CALGARY – Precision Drilling Corp. is no longer playing the role of white knight in Trinidad Drilling Ltd.'s bid to fend off a hostile takeover offer, and the one-time rescuer is now demanding $20 million from its smaller rival.
Precision announced Tuesday it was terminating its all-share agreement to buy Trinidad after Ensign Energy Services Inc. revealed that 56 per cent of Trinidad shareholders supported its unsolicited all-cash offer for the company.
Precision's decision to terminate its friendly offer signals the end of a power struggle with Ensign – Canada's two largest drillers and long-time competitors – for control of heavily indebted Trinidad.
Ensign made a hostile offer for control of Trinidad in August, offering $1.68 per share in a deal valued at $947 million.
When Precision and Trinidad jointly announced a negotiated all-share deal on Oct. 5, the value of that new deal was $1 billion, slightly higher than Ensign's unsolicited bid.
But Precision's shares have fallen sharply since the beginning of October – sliding 28 per cent from $4.30 each on Oct. 5 to a low of $3.10 per share on Oct. 29. Precision's shares have since recovered slightly to $3.31 per share on Tuesday.
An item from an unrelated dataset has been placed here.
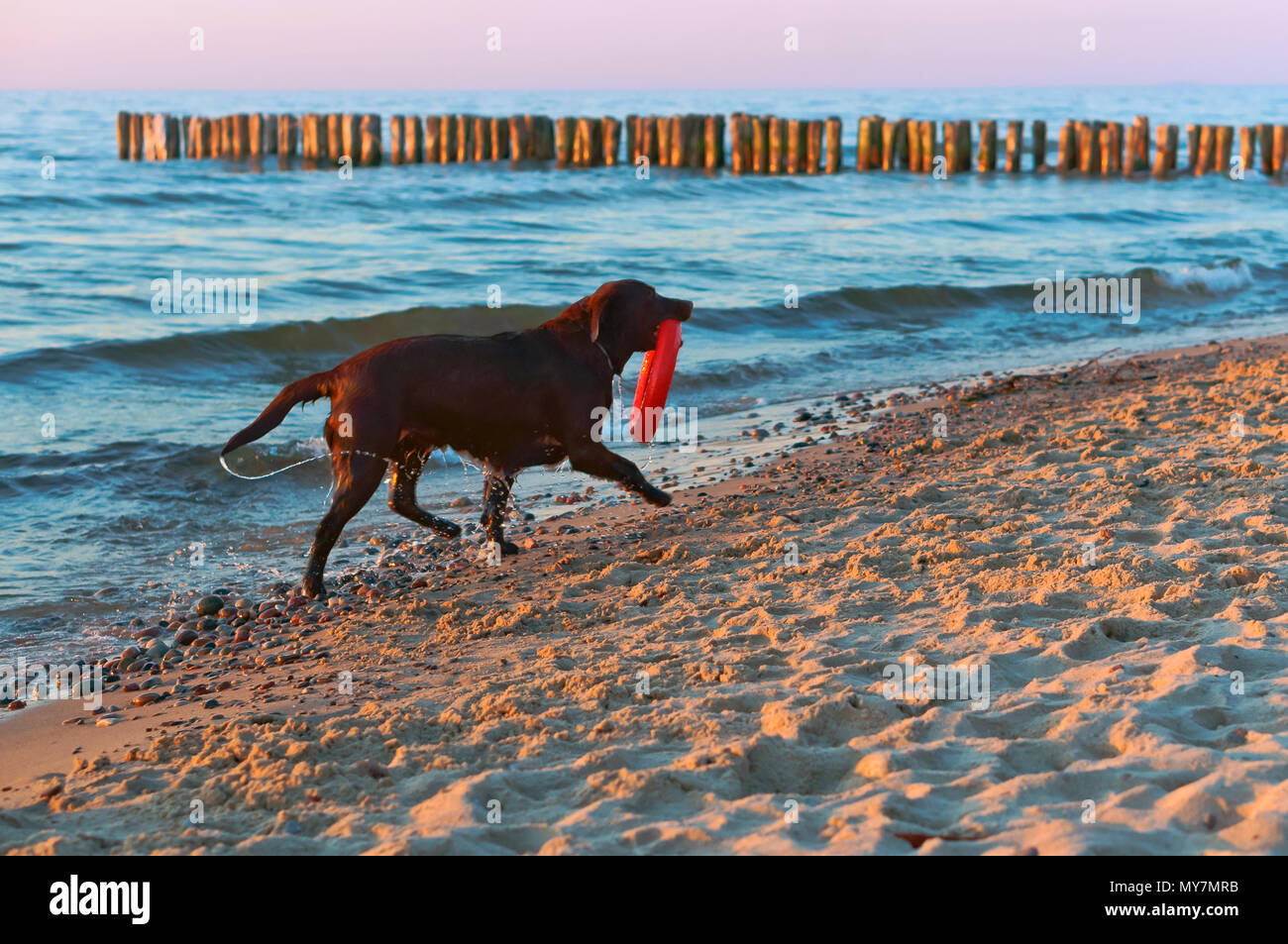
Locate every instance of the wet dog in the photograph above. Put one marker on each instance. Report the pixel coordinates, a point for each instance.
(510, 400)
Still, the precipitous slide caused the value of Precision's offer to dip below Ensign's cash offer and in the end, the cash offer prevailed.
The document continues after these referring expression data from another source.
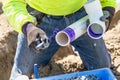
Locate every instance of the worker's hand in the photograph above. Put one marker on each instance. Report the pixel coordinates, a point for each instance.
(22, 77)
(107, 17)
(37, 39)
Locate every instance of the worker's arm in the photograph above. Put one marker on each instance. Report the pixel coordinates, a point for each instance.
(16, 13)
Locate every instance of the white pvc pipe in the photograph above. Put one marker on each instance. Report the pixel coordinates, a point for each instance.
(97, 27)
(72, 32)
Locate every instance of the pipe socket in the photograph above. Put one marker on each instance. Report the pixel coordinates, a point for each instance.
(96, 28)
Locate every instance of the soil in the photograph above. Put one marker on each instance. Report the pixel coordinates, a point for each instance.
(64, 61)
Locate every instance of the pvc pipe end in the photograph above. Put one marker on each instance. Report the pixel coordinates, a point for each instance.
(62, 38)
(95, 30)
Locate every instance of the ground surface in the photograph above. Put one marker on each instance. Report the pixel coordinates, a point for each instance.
(64, 61)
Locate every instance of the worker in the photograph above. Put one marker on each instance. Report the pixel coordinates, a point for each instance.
(35, 21)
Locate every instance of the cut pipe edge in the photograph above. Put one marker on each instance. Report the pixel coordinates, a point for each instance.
(62, 38)
(95, 30)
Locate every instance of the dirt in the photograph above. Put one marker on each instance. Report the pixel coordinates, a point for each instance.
(64, 61)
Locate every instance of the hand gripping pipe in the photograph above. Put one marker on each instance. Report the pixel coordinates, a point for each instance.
(72, 32)
(96, 27)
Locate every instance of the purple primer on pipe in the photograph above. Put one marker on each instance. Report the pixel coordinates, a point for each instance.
(70, 33)
(93, 34)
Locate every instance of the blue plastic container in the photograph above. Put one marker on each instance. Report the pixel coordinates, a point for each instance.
(102, 74)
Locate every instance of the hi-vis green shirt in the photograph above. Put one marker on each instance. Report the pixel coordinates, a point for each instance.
(17, 14)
While the battle for control of Trinidad is over, Precision's announcement Tuesday sets up a potential new fight with Ensign over a $20-million break fee.
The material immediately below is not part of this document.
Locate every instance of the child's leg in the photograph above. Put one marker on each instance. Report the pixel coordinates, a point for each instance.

Precision said in a release that “payment of the termination fee in the amount of $20,000,000 is now due and payable to Precision in accordance with the arrangement agreement.”
Ensign declined to comment on the break fee Tuesday. The company had previously described it as a “coercive” tactic implemented to ensure Ensign's offer failed and that the break fee “benefits Precision shareholders at the expense of (Trinidad) shareholders.”
Regardless, Ensign is now “well on its way to beating out Precision,” Citi Research analyst J.B. Lowe said in a research note. He added that Ensign already owned 10 per cent of Trinidad's shares, meaning that it has two-thirds support for its offer.
While Precision may have been beaten by Ensign on the deal, the company may rebound from the 23 per cent decline in its share price since its Trinidad offer.
Lowe said that Precision shares would likely rise in the near term following the announcement because the company's stock price decline in recent months “was due to fears (Precision) would lift its bid.”
Precision did not respond to a request for comment.